Boulevard in the western Romanian city of Timișoara

Calea Bogdăneștilor is a boulevard in the western Romanian city of Timișoara. It is purportedly named after a wealthy family of Catholic priests from Banat, in whose garden the Blașcovici district would later have been formed.
== History ==
During the Austro-Hungarian period, the boulevard was known as Rezső sor, most likely named after Crown Prince Rudolf (Rezső in Hungarian) of the Austro-Hungarian Empire. It was part of an expanding network of radial boulevards extending outward from Timișoara's historic fortress center, designed to connect the city core with the developing outskirts. At the time, the surrounding area was predominantly semi-rural, with agricultural land, gardens, and small-scale industry gradually taking root in the late 19th and early 20th centuries. The boulevard itself had limited infrastructure—mainly unpaved surfaces, horse-drawn tram lines, and sparse street lighting—while nearby, clusters of workers' housing and brickworks began to emerge.
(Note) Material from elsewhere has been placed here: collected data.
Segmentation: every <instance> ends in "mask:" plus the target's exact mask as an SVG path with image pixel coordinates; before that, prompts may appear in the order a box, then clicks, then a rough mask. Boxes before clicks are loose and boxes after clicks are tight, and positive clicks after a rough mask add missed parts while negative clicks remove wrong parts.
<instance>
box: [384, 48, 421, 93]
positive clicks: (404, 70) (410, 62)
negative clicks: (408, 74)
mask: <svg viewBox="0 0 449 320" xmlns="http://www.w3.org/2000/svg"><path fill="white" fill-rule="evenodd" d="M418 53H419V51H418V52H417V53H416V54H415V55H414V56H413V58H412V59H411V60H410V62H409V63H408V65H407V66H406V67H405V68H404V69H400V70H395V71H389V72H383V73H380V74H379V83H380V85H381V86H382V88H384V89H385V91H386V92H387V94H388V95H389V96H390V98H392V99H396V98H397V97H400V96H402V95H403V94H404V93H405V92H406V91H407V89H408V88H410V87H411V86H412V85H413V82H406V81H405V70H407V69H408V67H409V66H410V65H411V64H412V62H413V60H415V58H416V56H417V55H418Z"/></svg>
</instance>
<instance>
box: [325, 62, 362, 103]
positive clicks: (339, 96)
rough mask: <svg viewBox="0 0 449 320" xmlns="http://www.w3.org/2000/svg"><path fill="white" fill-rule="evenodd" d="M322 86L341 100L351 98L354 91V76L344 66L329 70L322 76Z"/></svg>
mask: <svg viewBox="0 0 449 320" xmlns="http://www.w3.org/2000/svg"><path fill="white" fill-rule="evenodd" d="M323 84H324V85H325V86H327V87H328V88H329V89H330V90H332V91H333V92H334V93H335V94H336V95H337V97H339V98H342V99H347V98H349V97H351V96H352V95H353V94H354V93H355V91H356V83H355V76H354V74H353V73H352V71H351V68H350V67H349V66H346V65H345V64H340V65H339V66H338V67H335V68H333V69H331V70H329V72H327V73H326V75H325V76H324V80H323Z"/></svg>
After the Treaty of Trianon in 1920 and the integration of the Banat region into Romania, Rezső sor was renamed Calea Bogdăneștilor. During the interwar years, the boulevard experienced accelerated urbanization, driven by Timișoara's expanding industrial base. In the communist era, Calea Bogdăneștilor evolved into a key residential and industrial corridor. It became home to factories, warehouses, and modest apartment buildings. A tram line—Line 5—was introduced, reinforcing the boulevard's role as a major public transit route. Although infrastructure saw gradual improvements during this period, by the 1980s it had fallen into visible decline due to insufficient maintenance.

Following the 1989 Revolution, the boulevard entered a period of infrastructure decline, marked by deteriorating tram rails, worn asphalt, crumbling sidewalks, and exposed overhead utility lines. As Timișoara expanded westward, urban sprawl led to heavier traffic and growing congestion along Calea Bogdăneștilor. Though it remained in use, the boulevard became increasingly outdated, with little greenery, inadequate lighting, and a fragmented, outdated urban layout.

The boulevard was completely modernized between March 2021 and June 2024 through a project partially financed by European funds of 30 million euros. The project included, among other things, the rehabilitation of the tram line, the widening of the road to two lanes in each direction, as well as the arrangement of sidewalks, bike paths and green areas.